The answer, of course, is Google.com. Google is chiefly a search engine, and a very good one with algorithms that customize itself to cater to each individual user, and even algorithms that often take into account error on the account of the user when attempting to find what the user wants. And if that were all Google were, it could be easy to see how McLuhan was right, since all information seems to be funneled through this efficient machine.

But at our present time, Google has expanded to become a platform for social networking, blogging, video sharing, file sharing, word processing, translating, academic journal database, smart phones, and the list goes on. It's tempting to say that Google has a monopoly on the internet, if such a thing were possible, but it continually drives forward true innovation that subtly changes and improves the way that we use the internet. And therein lies the challenge to McLuhan's statement. If the medium is infinite, then what's it's message to us? What limitations can it possibly present that can't be attributed to whatever service we use to access it? Here we can only assume that McLuhan would say that Google is the medium, because it literally shapes the way we search things and feeds us the results it thinks we want.

Even though the interface with the internet is the only thing finite, Google's taking a crack at changing that too. Google Glass is pushing us closer and closer to a cybernetic interface, which would free us from the limitations of computer screens and keyboards, computer mice, and touchscreens.



Perhaps the only message that the internet as a medium can tell us, besides that of infinity, is one of fragility. The most chilling example of this is in the video game Left 4 Dead. You play as a group of survivors during a zombie apocalypse. On the walls of safe-houses throughout the game, you find graffiti scrawled on the walls by other survivors, not unlike a news feed on Facebook.
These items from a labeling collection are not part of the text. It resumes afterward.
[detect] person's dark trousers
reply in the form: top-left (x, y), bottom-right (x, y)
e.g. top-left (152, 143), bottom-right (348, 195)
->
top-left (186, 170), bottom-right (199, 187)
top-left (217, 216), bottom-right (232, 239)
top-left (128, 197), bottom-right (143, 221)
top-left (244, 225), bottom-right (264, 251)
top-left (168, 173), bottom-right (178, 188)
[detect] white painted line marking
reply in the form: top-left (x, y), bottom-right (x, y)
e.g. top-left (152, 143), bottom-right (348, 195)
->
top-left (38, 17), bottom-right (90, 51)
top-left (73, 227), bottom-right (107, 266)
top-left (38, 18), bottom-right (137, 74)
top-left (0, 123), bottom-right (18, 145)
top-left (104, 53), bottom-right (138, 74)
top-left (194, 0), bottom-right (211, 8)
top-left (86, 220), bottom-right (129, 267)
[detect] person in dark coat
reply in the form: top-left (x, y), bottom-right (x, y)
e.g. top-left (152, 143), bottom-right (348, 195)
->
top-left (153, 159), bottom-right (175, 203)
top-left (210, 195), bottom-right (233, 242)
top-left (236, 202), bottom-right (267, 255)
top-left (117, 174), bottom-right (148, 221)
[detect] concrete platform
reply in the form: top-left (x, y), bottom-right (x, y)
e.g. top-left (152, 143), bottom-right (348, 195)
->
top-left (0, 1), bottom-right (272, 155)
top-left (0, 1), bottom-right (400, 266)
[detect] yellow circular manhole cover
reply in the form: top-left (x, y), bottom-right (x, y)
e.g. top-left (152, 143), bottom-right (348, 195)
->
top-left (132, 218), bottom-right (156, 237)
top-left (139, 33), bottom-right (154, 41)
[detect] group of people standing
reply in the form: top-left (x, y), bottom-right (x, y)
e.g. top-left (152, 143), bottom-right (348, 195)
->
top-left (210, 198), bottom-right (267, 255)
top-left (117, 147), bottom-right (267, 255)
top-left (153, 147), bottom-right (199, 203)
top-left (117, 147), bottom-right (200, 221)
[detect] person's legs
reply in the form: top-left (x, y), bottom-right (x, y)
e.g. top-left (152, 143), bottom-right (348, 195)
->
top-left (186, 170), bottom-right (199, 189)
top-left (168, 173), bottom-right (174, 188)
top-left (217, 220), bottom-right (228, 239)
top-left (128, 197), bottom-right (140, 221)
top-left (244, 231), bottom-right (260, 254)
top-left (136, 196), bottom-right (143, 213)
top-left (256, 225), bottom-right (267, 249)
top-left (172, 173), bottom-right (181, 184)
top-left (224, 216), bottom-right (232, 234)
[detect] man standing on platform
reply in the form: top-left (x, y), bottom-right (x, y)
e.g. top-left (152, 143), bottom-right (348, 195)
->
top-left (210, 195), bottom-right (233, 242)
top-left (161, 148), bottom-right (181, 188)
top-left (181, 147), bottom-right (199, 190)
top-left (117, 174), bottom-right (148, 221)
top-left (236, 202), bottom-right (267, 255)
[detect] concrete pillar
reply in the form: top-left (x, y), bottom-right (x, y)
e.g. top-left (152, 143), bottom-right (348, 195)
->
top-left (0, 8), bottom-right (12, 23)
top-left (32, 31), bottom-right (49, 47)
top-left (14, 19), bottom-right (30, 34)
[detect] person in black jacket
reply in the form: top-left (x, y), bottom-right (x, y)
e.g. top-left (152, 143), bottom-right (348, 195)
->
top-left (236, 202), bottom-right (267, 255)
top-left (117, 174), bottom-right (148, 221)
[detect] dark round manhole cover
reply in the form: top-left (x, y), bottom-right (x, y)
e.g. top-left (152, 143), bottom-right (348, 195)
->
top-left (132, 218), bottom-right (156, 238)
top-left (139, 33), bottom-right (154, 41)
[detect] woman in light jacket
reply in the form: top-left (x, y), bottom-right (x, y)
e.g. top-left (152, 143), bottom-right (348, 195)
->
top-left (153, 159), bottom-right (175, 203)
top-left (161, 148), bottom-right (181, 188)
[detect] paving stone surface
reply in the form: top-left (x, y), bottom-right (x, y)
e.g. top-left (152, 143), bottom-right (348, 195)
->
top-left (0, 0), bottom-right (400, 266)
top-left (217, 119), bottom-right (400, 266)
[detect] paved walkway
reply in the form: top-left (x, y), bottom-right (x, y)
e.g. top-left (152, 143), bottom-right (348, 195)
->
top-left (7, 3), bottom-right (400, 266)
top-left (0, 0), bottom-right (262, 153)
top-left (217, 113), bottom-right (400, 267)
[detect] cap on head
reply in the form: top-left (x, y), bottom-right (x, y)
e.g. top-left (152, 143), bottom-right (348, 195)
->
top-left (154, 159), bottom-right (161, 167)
But on one of the walls, there is what I consider to be the most profound statement of all, one which struck me deeply and with a discomfort that that has stuck with me ever since.


The internet is a medium is powered by computers, but it's maintained by people and relies on those people to create and organize the content. We often think of the internet as an autonomous entity, something that is all knowing, all powerful, and not entirely filled with porn, but the truth is that the internet is people, and if society as we know it were ever to collapse, the internet would go with it.

1 comment:

  1. I like that final message about the Internet. I wonder sometimes if the NSA spying revelations won't someday mark the end of the Internet as we knew it. On your earlier comment on the Internet as a medium, and how that concept ceases to make sense since it contains so many mediums. I would argue that the Internet does take in lots of mediums, but it remakes them in the process. The novel, for example, took in poetry and even travel and other non-fiction forms (Moby Dick), but they all came together as a novel. The Internet contains books and films and lots of stuff, but it functions as a continuous medium, which makes the experience of reading/viewing less continuous and more fragmented. Which is OK by me, but still different.